Para espanto geral, há ainda uma organização conspiratória, Red Hat Report, financiada por católicos conservadores norte-americanos, por magnatas ligados a Trump e ao ultra-conservador Bennan, que utilizam os serviços da CIA e do FBI para levantar os dados da vida privada de Cardeais progressistas, com o intento de manipulá-los e viciar o conclave. Seu interesse é evitar a eleição de um papa progressista, incômodo à orientação do governo e preferir um conservador que esteja afinado às políticas autoritárias da atual administração.
E há toda uma gama de orientações: alguns cardeais são mais progressistas no sentido de caminhar com o mundo moderno; outros são progressistas, mas críticos às modernidades e que tem receio de contaminar os fiéis com pensamentos pouco alinhados ao cristianismo oficial. Há outros francamente francisquistas, que optam pelos pobres, defendem uma moral mais flexível com referência aos divorciados e à moral em geral, que acolhem pessoas com outra opção sexual, abertos ao diálogo com todos como fazia o papa Francisco. Há um pouco de tudo.
Como se conhecerão os cardeais vindos de tantos países longínquos e com culturas diferentes? Na primeira semana do conclave, se discutem os problemas internos da Igreja e do mundo, de modo a identificar os desafios mais relevantes e suscitar a pergunta fundamental: qual dos cardeais seria o mais apto para assumir essa tarefa ingente?

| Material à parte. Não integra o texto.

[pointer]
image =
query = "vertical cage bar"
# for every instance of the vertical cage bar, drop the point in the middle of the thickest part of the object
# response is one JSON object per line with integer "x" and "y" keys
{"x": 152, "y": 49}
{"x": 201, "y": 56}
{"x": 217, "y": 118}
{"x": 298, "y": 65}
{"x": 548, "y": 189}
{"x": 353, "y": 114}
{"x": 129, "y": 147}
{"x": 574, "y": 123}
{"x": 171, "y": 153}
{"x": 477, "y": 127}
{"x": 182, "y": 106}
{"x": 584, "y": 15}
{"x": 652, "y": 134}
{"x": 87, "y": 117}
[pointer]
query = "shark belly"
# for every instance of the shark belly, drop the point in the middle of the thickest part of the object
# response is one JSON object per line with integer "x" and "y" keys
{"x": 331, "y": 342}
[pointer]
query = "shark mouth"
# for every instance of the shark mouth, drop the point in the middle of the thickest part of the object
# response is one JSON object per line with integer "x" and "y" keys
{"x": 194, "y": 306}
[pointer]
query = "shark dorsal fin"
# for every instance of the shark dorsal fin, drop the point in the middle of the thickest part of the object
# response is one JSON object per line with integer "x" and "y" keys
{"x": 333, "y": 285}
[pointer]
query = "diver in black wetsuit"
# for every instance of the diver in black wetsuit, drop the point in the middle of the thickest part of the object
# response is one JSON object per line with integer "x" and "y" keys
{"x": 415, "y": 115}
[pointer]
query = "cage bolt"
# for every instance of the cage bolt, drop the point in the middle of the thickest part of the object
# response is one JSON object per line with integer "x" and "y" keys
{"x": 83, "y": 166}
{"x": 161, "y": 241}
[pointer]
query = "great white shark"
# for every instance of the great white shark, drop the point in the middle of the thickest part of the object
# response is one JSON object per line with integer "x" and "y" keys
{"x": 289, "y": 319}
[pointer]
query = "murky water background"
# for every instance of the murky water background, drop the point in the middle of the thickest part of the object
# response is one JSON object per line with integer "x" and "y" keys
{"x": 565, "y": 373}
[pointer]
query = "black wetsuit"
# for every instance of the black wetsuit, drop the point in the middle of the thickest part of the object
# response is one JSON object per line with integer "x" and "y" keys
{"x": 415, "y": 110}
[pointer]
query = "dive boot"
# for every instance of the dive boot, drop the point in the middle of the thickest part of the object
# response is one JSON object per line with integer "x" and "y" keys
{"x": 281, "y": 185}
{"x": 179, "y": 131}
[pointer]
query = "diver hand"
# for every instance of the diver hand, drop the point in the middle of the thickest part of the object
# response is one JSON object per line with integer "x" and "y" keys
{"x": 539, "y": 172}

Há o cardeal Tagle, de Manila (Filipinas), totalmente na linha do papa Francisco de uma escolha por uma Igreja pobre e especialmente dos pobres. Há o cardeal Zuppi, de Bologna (Itália), que vive numa comunidade de cristãos, vai ao palácio de bicicleta e que claramente defende a todos os marginalizados da sociedade e propõe uma Igreja de todos sem qualquer discriminação. Há o cardeal Pietro Parolin, secretário de Estado e amicíssimo do papa Francisco, um pouco conservador em doutrina, mas totalmente aberto a uma Igreja aos desafios da nova fase planetária.
Por onde irá a opção de tantos cardeais com tantas linhas teológicas e pastorais? Ninguém pode saber. No entanto conhece-se uma estratégia: quando não se chega a um certo consenso nem entre os “papabili”, procura-se alguém mais discreto, capaz de dialogar com as várias partes, bem preparado e apto a criar um consenso.
Sugiro o nome do cardeal de Manaus, Leonardo Ulrich Steiner, franciscano e parente do cardeal Dom Paulo Evaristo Arns. Possui boa experiência mundial, é corrente em português, italiano e alemão, goza de uma segura formação teológico-espritual. E o mais decisivo: é o único cardeal do imenso bioma amazônico. A Amazônia, devido ao clamor ecológico e o aquecimento global,seguramente será um dos temas centrais nos debates entre os cardeais.
O cardeal Leonardo Steiner notabilizou-se pela defesa dos povos originários, dos ribeirinhos e povos da floresta, foi duro contra o ex-presidente Bolsonaro por deixar morrer muitos de Covid-19 deixando os hospitais sem oxigênio. Por temperamento, é sereno e terno e seu olhar é profundo sobre as pessoas, especilmente as que mais sofrem. Quem sabe, não será a figura de consenso? Se for, não me admiraria se assumisse o seguinte nome: papa Francisco II.
Que o espírito sopre nessa direção e repouse sobre esse cardeal.